Lo-Ruhamah’s work calls on hallucinogenic imagery and alternate states of consciousness, they tell us. The framework is a dark and echoey form of black metal music from a chasm, with more than a hint of death metal, and here and there a post metal feel. Chaotic rhythms hang into this maelstrom of pungently dark metal. The nightmare is broken, and quietness descends, save a tinkling guitar rhythm and a shadowy voice, but this is broken up by an explosion, which is the call for more dissonant and dark atmospheres. In a sentence, no-one’s having a good day.

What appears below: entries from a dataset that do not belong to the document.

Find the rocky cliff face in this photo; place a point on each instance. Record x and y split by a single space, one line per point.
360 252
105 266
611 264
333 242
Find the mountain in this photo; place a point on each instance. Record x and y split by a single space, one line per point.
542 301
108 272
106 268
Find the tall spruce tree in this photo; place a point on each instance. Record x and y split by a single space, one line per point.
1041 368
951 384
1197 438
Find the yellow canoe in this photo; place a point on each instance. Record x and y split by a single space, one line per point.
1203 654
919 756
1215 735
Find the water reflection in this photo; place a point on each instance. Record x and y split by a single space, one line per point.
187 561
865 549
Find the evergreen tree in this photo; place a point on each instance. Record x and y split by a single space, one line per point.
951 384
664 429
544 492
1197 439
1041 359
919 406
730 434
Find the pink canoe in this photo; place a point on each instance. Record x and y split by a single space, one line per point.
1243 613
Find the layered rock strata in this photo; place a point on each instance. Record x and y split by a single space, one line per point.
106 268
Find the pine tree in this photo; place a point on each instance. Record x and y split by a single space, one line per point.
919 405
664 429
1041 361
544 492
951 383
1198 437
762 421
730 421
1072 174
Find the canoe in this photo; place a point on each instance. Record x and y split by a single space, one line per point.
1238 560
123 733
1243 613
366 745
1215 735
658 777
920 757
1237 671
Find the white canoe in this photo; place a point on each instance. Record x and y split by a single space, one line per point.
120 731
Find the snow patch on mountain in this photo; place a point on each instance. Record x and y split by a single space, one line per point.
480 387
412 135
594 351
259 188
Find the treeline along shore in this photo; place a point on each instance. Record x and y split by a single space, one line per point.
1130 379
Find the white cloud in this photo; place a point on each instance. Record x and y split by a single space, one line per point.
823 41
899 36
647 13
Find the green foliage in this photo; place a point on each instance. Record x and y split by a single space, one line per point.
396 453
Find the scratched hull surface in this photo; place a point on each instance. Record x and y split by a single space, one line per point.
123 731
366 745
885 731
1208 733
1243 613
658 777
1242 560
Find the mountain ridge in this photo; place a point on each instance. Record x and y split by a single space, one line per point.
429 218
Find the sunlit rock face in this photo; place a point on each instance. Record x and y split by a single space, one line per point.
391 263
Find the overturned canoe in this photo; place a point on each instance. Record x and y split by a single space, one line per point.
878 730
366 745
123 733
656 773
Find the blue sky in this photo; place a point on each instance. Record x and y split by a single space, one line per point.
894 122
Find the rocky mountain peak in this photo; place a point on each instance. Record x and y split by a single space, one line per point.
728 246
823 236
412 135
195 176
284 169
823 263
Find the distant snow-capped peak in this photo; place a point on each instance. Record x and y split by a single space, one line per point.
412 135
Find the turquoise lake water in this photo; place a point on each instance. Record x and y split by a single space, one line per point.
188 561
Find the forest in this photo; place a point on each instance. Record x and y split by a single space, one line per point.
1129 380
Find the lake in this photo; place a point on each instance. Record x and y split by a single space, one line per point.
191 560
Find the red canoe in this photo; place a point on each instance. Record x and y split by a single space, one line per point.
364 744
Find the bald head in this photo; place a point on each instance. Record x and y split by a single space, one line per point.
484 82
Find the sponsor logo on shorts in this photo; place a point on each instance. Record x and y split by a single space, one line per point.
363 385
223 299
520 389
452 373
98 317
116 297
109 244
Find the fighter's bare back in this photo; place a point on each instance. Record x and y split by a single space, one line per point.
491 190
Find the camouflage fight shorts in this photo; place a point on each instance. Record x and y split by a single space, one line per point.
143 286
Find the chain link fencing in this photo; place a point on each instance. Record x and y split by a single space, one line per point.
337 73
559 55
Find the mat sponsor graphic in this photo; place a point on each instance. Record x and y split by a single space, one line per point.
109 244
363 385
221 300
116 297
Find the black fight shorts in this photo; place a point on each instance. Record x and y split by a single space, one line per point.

“Avant-garde” is a description used to describe Lo-Ruhamah’s music. It’s certainly different as while I could pick off a number of bands and styles their music sounds like, they very much tread their own path. At the centre is the roaring and echoing blackness. The instrumental style is of course dark and heavy. The drum pounds forcefully on “Rending” but whilst there’s drive, it seems to be about atmospherics rather than patterns. “Charisma”, which follows it, has that same deadened edge and contemptuous guitar line. It’s been ten years between albums, and the picture remains bleak and unclear. There’s nothing to hang on to here other than a lot of despair and darkness. I got the sense of delirium on “Vision and Delirium” but not the vision. The music is violent, the vocalist sounds like an angry crow, and it’s unfathomable, really. “The Corridor” seems a corridor of ghastly horror. The music builds up the tension in its irregular way. There’s a certain intensity in the darkened gloom of “Lidless Eye”, whose lyrics include such gems as “Then a swirling vibrancy spilling into endless expanse, involuting into paradoxical void pregnant with my consciousness”, and the more thematically quintessential (I think) “I am the ultimate preconceived, turning to myself for existential grounding. Separate entity from essence to enhance identity”. Obscure lyrics apart, the track does build up a head of steam and has rare and welcome epic moments. “Coronation” and “Aeon” take us back to the more familiar despairing dark mixture, growls, manic voices and dissonant darkness. Oh, and a cosmically-inspired industrial ending.

This album certainly has atmosphere. Lo-Ruhamah reflect the states of mind they are representing in the complexity of the music. It was never going to be anything other than a difficult journey. Ultimately I found myself listening to “Anointing” and trying to keep up rather than being swept along by it.